How to uncompress zlib data in UNIX?

Question

I have created zlib-compressed data in Python, like this:

import zlib
s = '...'
z = zlib.compress(s)
with open('/tmp/data', 'w') as f:
    f.write(z)

(or one-liner in shell: echo -n '...' | python2 -c 'import sys,zlib; sys.stdout.write(zlib.compress(sys.stdin.read()))' > /tmp/data)

Now, I want to uncompress the data in shell. Neither zcat nor uncompress work:

$ cat /tmp/data | gzip -d -
gzip: stdin: not in gzip format

$ zcat /tmp/data 
gzip: /tmp/data.gz: not in gzip format

$ cat /tmp/data | uncompress -
gzip: stdin: not in gzip format

It seems that I have created gzip-like file, but without any headers. Unfortunately I don't see any option to uncompress such raw data in gzip man page, and the zlib package does not contain any executable utility.

Is there a utility to uncompress raw zlib data?

There are many additional answers here: http://stackoverflow.com/questions/3178566/deflate-command-line-tool — Jack O'Connor, Jan 24 '14 at 22:40

score 211 · Accepted Answer · edited Aug 11 '21 at 09:44

211

It is also possible to decompress it using standard shell-script + gzip, if you don't have, or want to use openssl or other tools.
The trick is to prepend the gzip magic number and compress method to the actual data from zlib.compress:

printf "\x1f\x8b\x08\x00\x00\x00\x00\x00" |cat - /tmp/data |gzip -dc >/tmp/out

Edits:
@d0sboots commented: For RAW Deflate data, you need to add 2 more null bytes:
→ "\x1f\x8b\x08\x00\x00\x00\x00\x00\x00\x00"

This Q on SO gives more information about this approach. An answer there suggests that there is also an 8 byte footer.

Users @Vitali-Kushner and @mark-bessey reported success even with truncated files, so a gzip footer does not seem strictly required.

@tobias-kienzler suggested this function for the bashrc:
zlibd() (printf "\x1f\x8b\x08\x00\x00\x00\x00\x00" | cat - "$@" | gzip -dc)

edited Aug 11 '21 at 09:44

nVitius

103

answered Sep 25 '12 at 03:36

wkpark

2,234

4

gzip doesn't work, but zlib-flate does (pdf page content stream). – Daniil Iaitskov May 16 '17 at 12:23
1

inverse operation: cat input.txt | gzip -c | tail -c +9 >compressed.gzbody to remove the first 8 bytes – milahu Apr 20 '22 at 16:31
Small detail about shell functions: the suggested function uses parenthesis as block delimiter, which causes the unnecessary creation of a subshell.

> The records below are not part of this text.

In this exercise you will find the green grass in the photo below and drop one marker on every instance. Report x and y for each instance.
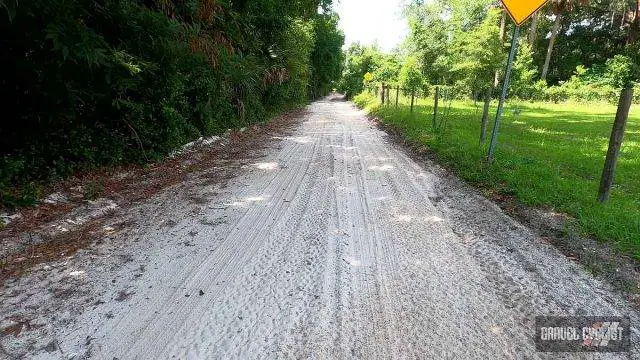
(548, 155)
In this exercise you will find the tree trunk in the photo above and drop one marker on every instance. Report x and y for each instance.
(503, 26)
(533, 29)
(485, 115)
(615, 142)
(617, 133)
(552, 40)
(435, 109)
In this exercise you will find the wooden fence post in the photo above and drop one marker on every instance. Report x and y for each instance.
(413, 94)
(435, 108)
(397, 94)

Using curly braces: zlibd() { printf "\x1f\x8b\x08\x00\x00\x00\x00\x00" | cat - "$@" | gzip -dc; } – SenhorLucas Feb 02 '23 at 15:51
1

TFW you find a great answer, see yourself quoted in the answer, but can't find the comment that you were quoted from anywhere... – D0SBoots Jul 09 '23 at 09:23

Catskul · Answer 2 · 2021-08-16T18:45:40.327

157

zlib-flate -uncompress < IN_FILE > OUT_FILE

I tried this and it worked for me.

zlib-flate can be found in package qpdf (in Debian Squeeze, Fedora 23, and brew on MacOS according to comments in other answers)

(Thanks to user @tino who provided this as a comment below the OpenSSL answer. Made into propper answer for easy access.)

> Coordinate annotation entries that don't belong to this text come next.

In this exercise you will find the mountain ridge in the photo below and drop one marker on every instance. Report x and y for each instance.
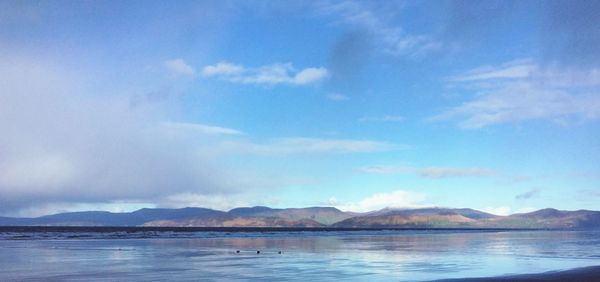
(262, 216)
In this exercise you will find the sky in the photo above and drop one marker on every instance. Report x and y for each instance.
(359, 105)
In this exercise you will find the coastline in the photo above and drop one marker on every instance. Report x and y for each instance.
(590, 273)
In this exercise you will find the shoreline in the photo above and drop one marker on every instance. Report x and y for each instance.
(589, 273)
(103, 229)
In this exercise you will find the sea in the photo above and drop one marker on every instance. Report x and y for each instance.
(138, 254)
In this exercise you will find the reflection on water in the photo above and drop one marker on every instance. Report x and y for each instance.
(376, 256)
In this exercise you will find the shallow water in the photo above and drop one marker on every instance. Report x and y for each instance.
(306, 256)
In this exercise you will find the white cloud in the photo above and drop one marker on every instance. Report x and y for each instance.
(337, 97)
(522, 91)
(388, 38)
(64, 142)
(222, 68)
(510, 70)
(445, 172)
(386, 118)
(535, 192)
(178, 127)
(300, 145)
(430, 172)
(394, 199)
(266, 75)
(180, 67)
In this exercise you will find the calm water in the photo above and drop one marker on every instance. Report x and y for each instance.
(306, 256)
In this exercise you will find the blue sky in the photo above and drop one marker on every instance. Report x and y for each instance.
(113, 105)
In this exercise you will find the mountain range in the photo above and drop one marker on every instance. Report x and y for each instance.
(318, 217)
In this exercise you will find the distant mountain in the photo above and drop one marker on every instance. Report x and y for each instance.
(239, 217)
(323, 215)
(416, 218)
(469, 218)
(260, 216)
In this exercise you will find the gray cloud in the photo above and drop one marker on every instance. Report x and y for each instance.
(467, 20)
(571, 32)
(61, 144)
(522, 90)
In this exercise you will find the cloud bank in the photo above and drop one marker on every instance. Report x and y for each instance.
(522, 91)
(265, 75)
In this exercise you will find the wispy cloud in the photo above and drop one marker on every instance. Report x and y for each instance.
(301, 145)
(515, 69)
(386, 118)
(222, 68)
(521, 91)
(430, 172)
(199, 128)
(528, 195)
(179, 67)
(394, 199)
(337, 97)
(389, 38)
(266, 75)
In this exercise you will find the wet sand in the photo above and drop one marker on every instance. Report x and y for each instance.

edited Aug 16 '21 at 18:45

answered Nov 01 '15 at 03:18

Catskul

1,988

5

In contrast to the other answers, this one works on OS X. – polym Dec 29 '15 at 18:32
3

@polym, how did you get zlib-flate installed on macOS? I don't see it anywhere. – Wildcard Oct 02 '16 at 04:34
7

@Wildcard sorry for the late response. I think it came with the qpdf package that I've installed with brew as mentioned in the comment above - or look at the last sentence of this answer :). Also, qpdf is really cool, so have a look at it too if you have time! – polym Oct 16 '16 at 13:28
2

brew install qpdf, then the command listed above :-) thank you! – Fernando Gabrieli Sep 18 '19 at 15:13
3

This is really useful if you're learning how git objects are stored, using this instead of git cat-file -p works fine! – Rodrigo García Jan 21 '20 at 22:36
1

@Rodrirokr the problem of cat-file -p is that it pretty prints the content, so it can give a completely false impression of the contents e.g. an on-disk tree object is very different than what cat-file shows. – Masklinn Jul 09 '22 at 19:06

mykhal · Answer 3 · 2015-09-17T11:45:31.937

93

I have found a solution (one of the possible ones), it's using openssl:

$ openssl zlib -d < /tmp/data

or

$ openssl zlib -d -in /tmp/data

*NOTE: zlib functionality is apparently available in recent openssl versions >=1.0.0 (OpenSSL has to be configured/built with zlib or zlib-dynamic option, the latter is default)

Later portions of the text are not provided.